« Proposer une vision ambitieuse »
Rendez-vous de fin d'été, le comice agricole de Montargis s'est déroulé les 25 et 26 août. Les discours officiels ont été l'occasion d'évoquer les sujets qui feront l'actualité lors de la rentrée.
Ce samedi 25 août, les représentants officiels s'étaient donné rendez-vous place Victor-Hugo à Montargis pour l'inauguration du comice agricole de l'arrondissement. Les différentes personnalités ont ensuite défilé dans les rues de la ville, rendant visite aux commerçants du marché place de la République, avant de se diriger vers le kiosque du jardin du Pâtis pour les discours. Au terme de ceux-ci, Maxime Buizard-Blondeau et Cédric Benoist, respectivement président des Jeunes Agriculteurs du Loiret et président de la FDSEA, ont répondu à nos questions sous forme d'un entretien croisé.

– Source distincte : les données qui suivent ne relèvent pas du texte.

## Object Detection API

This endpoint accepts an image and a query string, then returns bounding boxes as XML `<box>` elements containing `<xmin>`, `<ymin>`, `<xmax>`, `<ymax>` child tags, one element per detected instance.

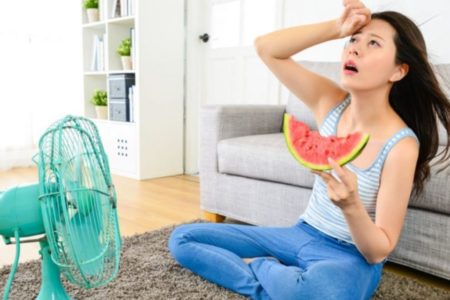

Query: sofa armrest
<box><xmin>199</xmin><ymin>105</ymin><xmax>285</xmax><ymax>173</ymax></box>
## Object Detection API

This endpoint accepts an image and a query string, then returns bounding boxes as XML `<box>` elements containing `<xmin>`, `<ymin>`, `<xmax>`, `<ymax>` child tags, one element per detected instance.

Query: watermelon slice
<box><xmin>283</xmin><ymin>114</ymin><xmax>369</xmax><ymax>171</ymax></box>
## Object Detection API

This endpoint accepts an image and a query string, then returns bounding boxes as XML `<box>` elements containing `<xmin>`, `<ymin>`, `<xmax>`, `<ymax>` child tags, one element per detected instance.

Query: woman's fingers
<box><xmin>328</xmin><ymin>158</ymin><xmax>350</xmax><ymax>186</ymax></box>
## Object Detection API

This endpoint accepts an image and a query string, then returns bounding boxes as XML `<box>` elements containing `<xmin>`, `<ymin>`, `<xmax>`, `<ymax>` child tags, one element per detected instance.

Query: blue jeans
<box><xmin>169</xmin><ymin>220</ymin><xmax>384</xmax><ymax>300</ymax></box>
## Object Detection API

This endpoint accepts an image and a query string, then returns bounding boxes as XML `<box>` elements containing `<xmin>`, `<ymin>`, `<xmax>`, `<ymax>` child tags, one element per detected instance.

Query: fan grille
<box><xmin>39</xmin><ymin>116</ymin><xmax>121</xmax><ymax>288</ymax></box>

Loiret agricole et rural : Quel est le sens de votre présence aujourd'hui à Montargis ?
Maxime Buizard-Blondeau :
Lors d'un comice, il est naturel que les organisations professionnelles agricoles et en particulier les deux syndicats majoritaires, FDSEA et JA, soient présents. Dans le département, on a deux groupes de comices, l'un pour l'arrondissement de Gien et l'autre pour celui de Montargis : les JA participent à l'évènement via les buvettes et les concours de labour.
Cédric Benoist : Montargis est symbolique à plusieurs titres. Notamment la gestion de l'eau. L'enjeu : protéger Paris des crues. Or cela concerne le Montargois et le Pithiverais : dans le second cas, une discussion va s'ouvrir sur l'Ocre. Nous sommes d'accord pour être une zone d'expansion de crues à condition que les indemnités correspondent aux pertes réelles. Nous demandons également la mise en oeuvre d'une politique de stockage de l'eau. Objectif : lisser les déficits et les excès. Autre sujet travaillé par la FDSEA et les instances nationales : les zones intermédiaires.
LAR : Qu'avez-vous pensé des différents discours ?
M.B.-B : En dehors du discours de la représentante de l'État (NDLR : Taline Aprikian, directrice de cabinet du préfet) qui était particulièrement hypocrite, ceux des élus locaux étaient appréciables. Ils connaissent le milieu agricole et sont très investis dans leurs mandats. Les parlementaires ont été présents à nos côtés dans les combats sur le glyphosate et les États généraux de l'alimentation. À chaque fois qu'on les appelle, ils se montrent réactifs. C'est également le cas des élus locaux qui retravaillent leurs Plans locaux d'urbanisme. L'enjeu : préserver autant que possible le foncier agricole.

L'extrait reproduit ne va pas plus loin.